RS1D frequent data overruns and gaps in data

My RS 1D was placed into service about 5 days ago. I’m seeing frequent gaps in the data, as illustrated by the helicorder gif, and the system log shows frequent data overruns. Can anyone tell me what I need to do to correct this? Software version is the latest, AFIK, since it was downloaded from the RS web site.

Thanks,

James, KB5FIO

RSH.R7314.2020-10-27T03_42_42.logs.tar (4.5 MB)

Hello James, welcome to the community!

Thank you for posting the logs from your Shake. From them, a couple of things that are connected to the gaps in your data appear. The first one is the following:

Oct 26 23:27:02 raspberryshake kernel: [446898.167351] ttyS ttyS0: 1 input overrun(s)

|2020 301 03:42:38>>|No Data has been received from the MCU in 12 read attempts.It appears the MCU is not transmitting data. This is a fatal condition and should be investigated if this condition persists!|
|2020 301 03:42:38>>|Data has been successfully received, fatal condition resolved.|

You already had noticed the input overrun errors, and those, connected to the MCU errors (even if they appear to solve themselves) can mean that some of the connections of the Shake are not solid.

Did you assemble the Shake yourself? Even if you received a pre-assembled unit, can you please check that every cable is properly in its socket, and that the Shake blue board is solidly inserted in the Raspberry Pi computer pins?

The second issue is this:

2020 301 03:37:06>> Time adjustment M0: HARD RESET. This will result in a one-time time-tear.
2020 301 03:37:06>> 5.0: NTP Time (Init): NTP: 1603769825.760442495
2020 301 03:37:06>> 5.2: NTP Sync (HARD): VEL Before: 1603769694.499000072 After: 1603769825.500000000 Diff: 131.000999928
2020 301 03:38:16>> Connection succeeded to DDS server.

Again, the problem seems to auto-correct, but these mean that the Shake is having a problem with the communication to the NTP server (the one which takes care of the time synchronization).
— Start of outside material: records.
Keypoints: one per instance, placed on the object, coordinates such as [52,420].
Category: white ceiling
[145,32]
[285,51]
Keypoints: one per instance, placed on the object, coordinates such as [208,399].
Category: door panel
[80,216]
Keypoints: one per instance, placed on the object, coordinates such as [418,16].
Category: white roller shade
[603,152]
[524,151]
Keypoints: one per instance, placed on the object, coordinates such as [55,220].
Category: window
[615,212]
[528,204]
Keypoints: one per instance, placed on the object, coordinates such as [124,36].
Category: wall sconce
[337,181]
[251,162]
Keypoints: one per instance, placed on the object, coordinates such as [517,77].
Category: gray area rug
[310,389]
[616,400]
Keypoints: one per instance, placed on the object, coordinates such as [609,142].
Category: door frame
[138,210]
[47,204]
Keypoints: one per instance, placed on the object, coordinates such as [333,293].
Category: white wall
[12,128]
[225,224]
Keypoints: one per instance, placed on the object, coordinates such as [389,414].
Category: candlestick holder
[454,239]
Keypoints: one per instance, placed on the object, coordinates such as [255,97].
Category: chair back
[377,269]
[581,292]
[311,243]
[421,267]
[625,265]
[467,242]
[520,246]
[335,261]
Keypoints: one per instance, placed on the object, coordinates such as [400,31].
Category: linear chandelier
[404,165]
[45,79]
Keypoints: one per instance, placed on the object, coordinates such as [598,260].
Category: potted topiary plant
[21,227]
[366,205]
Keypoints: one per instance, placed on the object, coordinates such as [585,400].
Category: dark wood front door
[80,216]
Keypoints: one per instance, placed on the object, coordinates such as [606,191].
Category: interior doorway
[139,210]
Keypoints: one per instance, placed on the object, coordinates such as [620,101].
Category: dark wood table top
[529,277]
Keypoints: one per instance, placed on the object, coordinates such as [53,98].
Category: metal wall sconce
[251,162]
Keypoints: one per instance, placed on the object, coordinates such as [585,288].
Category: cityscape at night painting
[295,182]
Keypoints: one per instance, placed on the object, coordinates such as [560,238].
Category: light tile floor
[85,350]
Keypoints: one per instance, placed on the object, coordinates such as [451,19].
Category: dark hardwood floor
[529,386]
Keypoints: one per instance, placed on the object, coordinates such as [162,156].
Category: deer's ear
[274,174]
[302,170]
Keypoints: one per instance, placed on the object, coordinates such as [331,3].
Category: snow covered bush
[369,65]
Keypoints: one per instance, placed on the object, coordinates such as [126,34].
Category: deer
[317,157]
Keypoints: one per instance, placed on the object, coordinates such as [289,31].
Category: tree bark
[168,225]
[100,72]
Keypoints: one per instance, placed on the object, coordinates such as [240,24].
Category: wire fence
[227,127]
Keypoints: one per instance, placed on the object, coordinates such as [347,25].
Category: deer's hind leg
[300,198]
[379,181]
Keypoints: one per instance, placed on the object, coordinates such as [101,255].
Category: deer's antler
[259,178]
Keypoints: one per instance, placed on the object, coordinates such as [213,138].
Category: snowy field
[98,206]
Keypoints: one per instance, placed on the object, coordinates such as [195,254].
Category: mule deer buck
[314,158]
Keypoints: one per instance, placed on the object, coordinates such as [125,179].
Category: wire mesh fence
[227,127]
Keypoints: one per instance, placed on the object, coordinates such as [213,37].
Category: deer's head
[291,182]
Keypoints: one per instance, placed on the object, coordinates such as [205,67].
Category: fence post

Could you please check if in your modem/router the

port 123

that is used by the NTP process is open for TCP and UDP traffic in both directions?

These ‘time tears’ also cause the issue with the broken upload to our servers, which receive data correctly (as shown here https://raspberryshake.net/stationview/#?net=AM&sta=R7314) but only between a ‘tear’ and another.

We will see what we have to do after these initial checks.

Continuing the discussion from RS1D frequent data overruns and gaps in data:

I did build it myself. I have been a radio amateur for more than 30 years, so I am very familiar with building and repair of electronic devices. I was careful when I assembled the shake. Nevertheless, I retrieved it from its outdoor enclosure today and checked everything out. The connector securing the wires from the geophone to the shake board is good and tight, the shake board connector is fully seated on the RPi pins, and the power and ethernet cables are fully seated. While I had the unit open, I re-flowed the solder on the shake board connector pins, since pin headers are a frequent cause of bad connections. None of this seems to have done any good.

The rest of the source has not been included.